L’opposition en retrait

Si elles permettent de parachever la mise en place des institutions prévues par Loi fondamentale de 1996, le contexte politique et sécuritaire dans lequel ces élections régionales se déroulent pourrait ôter toute son importance symbolique à ce grand rendez-vous politique. Le scrutin se prépare dans un climat politique tendu, marqué par de profonds désaccords entre la majorité et les principales forces de l’opposition sur le cadre institutionnel et légal des élections.

Le parti historique de l’opposition, le SDF, – qui multiplie les revers électoraux depuis la présidentielle de 2018 – ainsi que la principale force d’opposition désormais incarnée par le MRC, ont déjà annoncé qu’ils ne seront pas de la partie. Ils récusent Elecam et exigent une réforme du système électoral avant toutes participations aux prochaines échéances.

En rejoignant le front du boycott occupé par le MRC depuis le double scrutin législatif et municipal de février 2019 (le CPP en avait posé les jalons depuis la présidentielle de 2018), le SDF évite de sortir encore plus affaibli d’une élection qui va de facto conforter l’emprise de la majorité présidentielle sur les institutions représentatives.

Élections à hauts risques

Les violences se poursuivent dans les régions anglophones depuis les concertations nationales d’octobre 2019, et la dynamique de ce conflit sanglant est très influencée par le calendrier politique. Chaque élection, depuis 2018, est marquée par une recrudescence de la violence. Les élections régionales annoncées pourraient ouvrir la voie à une Flambée de violences dans la partie anglophone couplée à un raidissement de la contestation politiques dans les villes de Douala et Yaoundé. Le mouvement anglophone est foncièrement opposé à ce processus.

Son aile modéré la considère comme un non évènement eu égard aux lenteurs dans la mise en place du statut spécial très attendu dans les régions du Nord-ouest et Sud-ouest, tandis que l’aile radicale, que représentent les multiples factions séparatistes, n’a jamais transigé sur ses revendications restaurationnistes (retour à l’indépendance des régions anglophones ou, à minima, restauration du fédéralisme égalitaire postindépendance).

Le MRC prévoit dans les prochaines semaines des manifestations d’ampleur pour dénoncer des élections jugées inopportunes. Depuis, le ton monte entre les partisans du MRC et le ministre de l’Administration territoriale. Il faudra peut-être redouter un durcissement de la réponse gouvernementale ainsi qu’un déferlement de déclarations haineuses à la suite des agitations urbaines déjà prévisibles. La situation des droits de l’Hommes pourrait davantage se dégrader autant que la cohabitation entre les différentes communautés, récemment ébranlée par la résurgence des revendications communautaires.
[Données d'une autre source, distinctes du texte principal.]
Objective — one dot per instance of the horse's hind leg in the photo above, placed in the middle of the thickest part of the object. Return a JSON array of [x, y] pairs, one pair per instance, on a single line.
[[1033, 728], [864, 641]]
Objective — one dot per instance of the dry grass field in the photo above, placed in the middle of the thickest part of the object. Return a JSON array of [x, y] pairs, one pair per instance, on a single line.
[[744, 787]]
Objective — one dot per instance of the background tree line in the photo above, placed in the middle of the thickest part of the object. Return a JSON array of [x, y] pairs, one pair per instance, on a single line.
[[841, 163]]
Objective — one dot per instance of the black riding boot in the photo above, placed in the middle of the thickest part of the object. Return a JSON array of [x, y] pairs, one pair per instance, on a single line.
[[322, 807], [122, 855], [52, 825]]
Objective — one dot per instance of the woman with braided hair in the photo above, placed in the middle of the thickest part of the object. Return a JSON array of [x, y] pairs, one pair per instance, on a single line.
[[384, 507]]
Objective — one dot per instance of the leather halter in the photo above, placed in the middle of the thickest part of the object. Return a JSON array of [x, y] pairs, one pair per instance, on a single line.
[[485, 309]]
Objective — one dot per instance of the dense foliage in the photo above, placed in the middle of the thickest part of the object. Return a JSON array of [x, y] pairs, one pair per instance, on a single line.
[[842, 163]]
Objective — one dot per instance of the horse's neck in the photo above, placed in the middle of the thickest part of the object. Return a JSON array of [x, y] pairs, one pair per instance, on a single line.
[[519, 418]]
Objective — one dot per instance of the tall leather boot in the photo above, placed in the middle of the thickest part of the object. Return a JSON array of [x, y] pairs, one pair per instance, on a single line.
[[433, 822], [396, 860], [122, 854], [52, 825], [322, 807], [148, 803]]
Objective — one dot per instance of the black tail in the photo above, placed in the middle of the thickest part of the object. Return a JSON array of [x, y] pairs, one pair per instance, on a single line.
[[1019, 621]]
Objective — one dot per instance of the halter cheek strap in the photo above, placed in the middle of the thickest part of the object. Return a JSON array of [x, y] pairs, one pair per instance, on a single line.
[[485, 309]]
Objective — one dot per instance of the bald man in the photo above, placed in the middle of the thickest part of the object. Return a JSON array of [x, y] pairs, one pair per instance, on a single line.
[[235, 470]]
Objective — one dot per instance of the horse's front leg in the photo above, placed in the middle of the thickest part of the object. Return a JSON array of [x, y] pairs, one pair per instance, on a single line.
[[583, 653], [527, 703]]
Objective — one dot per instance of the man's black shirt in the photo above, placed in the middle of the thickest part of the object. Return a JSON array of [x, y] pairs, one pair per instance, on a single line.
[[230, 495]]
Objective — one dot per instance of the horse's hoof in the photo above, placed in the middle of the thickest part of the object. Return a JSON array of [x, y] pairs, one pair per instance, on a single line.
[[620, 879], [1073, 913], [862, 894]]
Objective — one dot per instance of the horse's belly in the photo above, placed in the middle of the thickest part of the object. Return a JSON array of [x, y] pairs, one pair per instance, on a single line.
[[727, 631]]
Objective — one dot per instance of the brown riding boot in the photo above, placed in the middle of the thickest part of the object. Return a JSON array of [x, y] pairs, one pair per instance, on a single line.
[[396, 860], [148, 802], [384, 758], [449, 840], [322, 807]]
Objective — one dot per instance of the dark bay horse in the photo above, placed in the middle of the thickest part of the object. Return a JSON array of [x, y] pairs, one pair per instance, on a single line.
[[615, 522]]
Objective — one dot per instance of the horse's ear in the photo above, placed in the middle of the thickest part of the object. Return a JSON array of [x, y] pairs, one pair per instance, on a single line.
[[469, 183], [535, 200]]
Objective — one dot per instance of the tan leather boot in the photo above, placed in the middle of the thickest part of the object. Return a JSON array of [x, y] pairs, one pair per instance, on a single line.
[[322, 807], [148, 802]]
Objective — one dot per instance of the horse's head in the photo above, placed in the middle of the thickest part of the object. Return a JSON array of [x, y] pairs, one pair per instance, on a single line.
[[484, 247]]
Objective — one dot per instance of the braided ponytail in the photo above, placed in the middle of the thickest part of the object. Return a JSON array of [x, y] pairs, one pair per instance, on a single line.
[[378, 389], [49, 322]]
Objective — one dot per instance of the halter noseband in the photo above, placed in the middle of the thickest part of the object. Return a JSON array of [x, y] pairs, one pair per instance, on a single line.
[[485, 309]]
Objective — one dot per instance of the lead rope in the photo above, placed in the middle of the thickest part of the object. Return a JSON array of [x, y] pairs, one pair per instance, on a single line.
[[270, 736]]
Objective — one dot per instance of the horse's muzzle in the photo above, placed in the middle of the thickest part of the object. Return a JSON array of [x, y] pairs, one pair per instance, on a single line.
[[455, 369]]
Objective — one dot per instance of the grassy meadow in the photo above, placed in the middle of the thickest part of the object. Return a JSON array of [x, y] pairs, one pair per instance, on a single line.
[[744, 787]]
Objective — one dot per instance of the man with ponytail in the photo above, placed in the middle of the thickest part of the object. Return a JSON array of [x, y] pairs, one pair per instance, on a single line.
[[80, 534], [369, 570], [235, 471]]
 À l’aube d’une coalition ?

Les prévisions sont certes pessimistes mais la météo politique pourrait se révéler particulièrement favorable pour le camp de l’opposition. On assiste à un début de rapprochement entre les deux principales forces de l’opposition, du moins dans les discours. Sur le terrain, des rencontres sont annoncées entre des responsables régionaux du MRC et du SDF pour vraisemblablement réfléchir sur des synergies d’actions possibles. Ces deux formations qui nourrissaient une inimitié réciproque sont désormais unies derrière l’idée d’une réforme urgente de système électoral.

Et les camerounais, ce suffrage indirect emportera-t-il leur adhésion ? Rien n’est moins sûr car les attentes de citoyens semblent avoir bien évolué depuis deux décennies. L’option du fédéralisme ou du régionalisme rencontre, de plus en plus, un large écho au sein de l’opinion.